Un ami non identifié d’Alema a confié à Joy FM, à Accra, en août 2015, qu’Alema avait tenté de le persuader de rejoindre aussi l’EI. « Dans nos contacts, je me suis rendu compte qu’il y avait beaucoup de choses qui clochaient dans sa compréhension du Coran », a déclaré cet ami à StarFMOnline.com. « Il citait toujours le Coran hors contexte et il était évident qu’il avait subi un véritable lavage de cerveau par le groupe ».

Après son départ, Alema a pris contact avec sa famille au Ghana, par l’application de messagerie en ligne WhatsApp, le 16 août 2015. C’est à ce moment-là qu’il a fait part de son opinion négative du gouvernement.

Un jeune homme traverse le village de pêcheurs de Jamestown, à Accra, au Ghana. [PERSONNEL D’ADF]
Un jeune homme traverse le village de pêcheurs de Jamestown, à Accra, au Ghana. [PERSONNEL D’ADF]
« Priez pour moi, car je ne vous oublierai jamais dans mes prières, et j’espère et je prie pour que nous nous retrouvions, si ce n’est dans ce monde alors dans le Jannah (paradis). Je vous aime tous. Puisse Allah nous accorder la compréhension et nous guider tous vers le droit chemin.
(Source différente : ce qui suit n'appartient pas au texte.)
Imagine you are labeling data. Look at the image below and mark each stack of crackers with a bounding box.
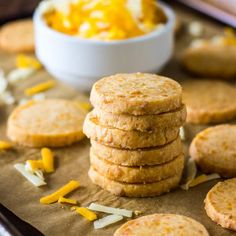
[84,73,186,197]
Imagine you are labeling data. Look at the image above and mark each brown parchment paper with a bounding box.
[0,3,235,236]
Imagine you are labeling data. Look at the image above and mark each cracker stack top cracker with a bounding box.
[83,73,186,197]
[90,73,182,115]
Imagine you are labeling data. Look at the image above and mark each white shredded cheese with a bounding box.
[14,164,46,187]
[7,68,35,84]
[88,203,133,217]
[93,215,123,229]
[188,21,203,37]
[180,158,197,190]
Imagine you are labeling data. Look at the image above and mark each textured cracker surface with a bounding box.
[114,214,209,236]
[91,137,183,166]
[205,178,236,231]
[190,125,236,177]
[182,79,236,124]
[90,73,182,115]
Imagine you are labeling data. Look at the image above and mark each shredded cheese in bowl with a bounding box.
[44,0,167,40]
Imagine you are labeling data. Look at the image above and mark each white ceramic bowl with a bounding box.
[34,4,174,91]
Asalaamu alaikum », a-t-il écrit selon StarFMOnline.com.

« Je vous ai raconté un mensonge pour contenter mon Allah. J’ai dit que j’allais faire des recherches dans la ville éloignée de Prestea [une ville du sud-ouest du Ghana], alors que mon intention était de partir loin de vous tous pour rejoindre l’État islamique. Je sais que cela vous paraîtra incroyable, mais votre fils doit vraiment prendre cette décision audacieuse pour sortir du système corrompu du Ghana qui place la démocratie au-dessus de tout  ».

CONSTRUIRE DES DISCOURS EN PARTANT DE LA BASE

L’expérience montre que la voix des gouvernements n’est pas toujours la plus crédible lorsqu’il s’agit de contredire le discours des extrémistes. À WACCE, Mutaru Mumuni Muqthar déplore qu’en dépit des encouragements de la part des communautés avec lesquelles son groupe dialogue, certains restent sceptiques. « Il y en a beaucoup d’autres qui mettent notre démarche en doute, qui nous demandent pour qui ou avec qui nous travaillons, avec l’État ou un groupe religieux ? D’autres rejettent l’existence de toute vulnérabilité envers l’extrémisme radical et rabaissent le discours à des sentiments anti-occidentaux, une propagande à laquelle nous sommes habitués », a-t-il dit.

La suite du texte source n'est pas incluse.